Neiman frequently posed "soul-searching questions" in his article: How did the White House calculate such high tariffs?

He pointed out that the principle of reciprocal tariffs is to treat other countries as they treat the US, but in reality, the tariffs imposed by foreign countries on US goods are far lower than what Trump has claimed.

Neiman further explained that he could not understand the White House's idea of setting the elasticity of import prices relative to tariffs at 0.25. In his paper with three other economists, they studied the tariffs on China in 2018 and 2019 and found that this elasticity was around 0.95, meaning that the price increase of US imports was almost the same as the tariff rate.

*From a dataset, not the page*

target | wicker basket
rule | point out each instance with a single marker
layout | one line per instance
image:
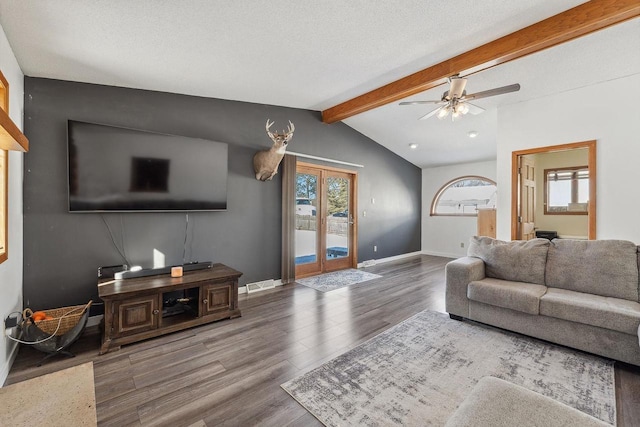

Neiman emphasized that if his paper were truly used to calculate US reciprocal tariffs, all of Trump's tariff rates should be reduced to one-quarter of their current levels, as the US government's calculation method is not valid.

The economics professor painstakingly corrected that the emergence of trade imbalances between two countries may have many reasons, unrelated to protectionism. Trade deficits may reflect differences in natural resources, comparative advantages, and development levels, and deficit numbers can never prove the existence of unfair competition.

Martin Eichenbaum, an economist at Northwestern University, also agreed, stating that the US engages in both goods and services trade. The White House clearly only calculated the goods deficit, but the US also exports many services, such as finance, entertainment, healthcare, education, etc.

Guntram Wolff, an economist at the research institution Bruegel, mocked that the Trump administration's method of calculating reciprocal tariffs would not pass in any international economics course.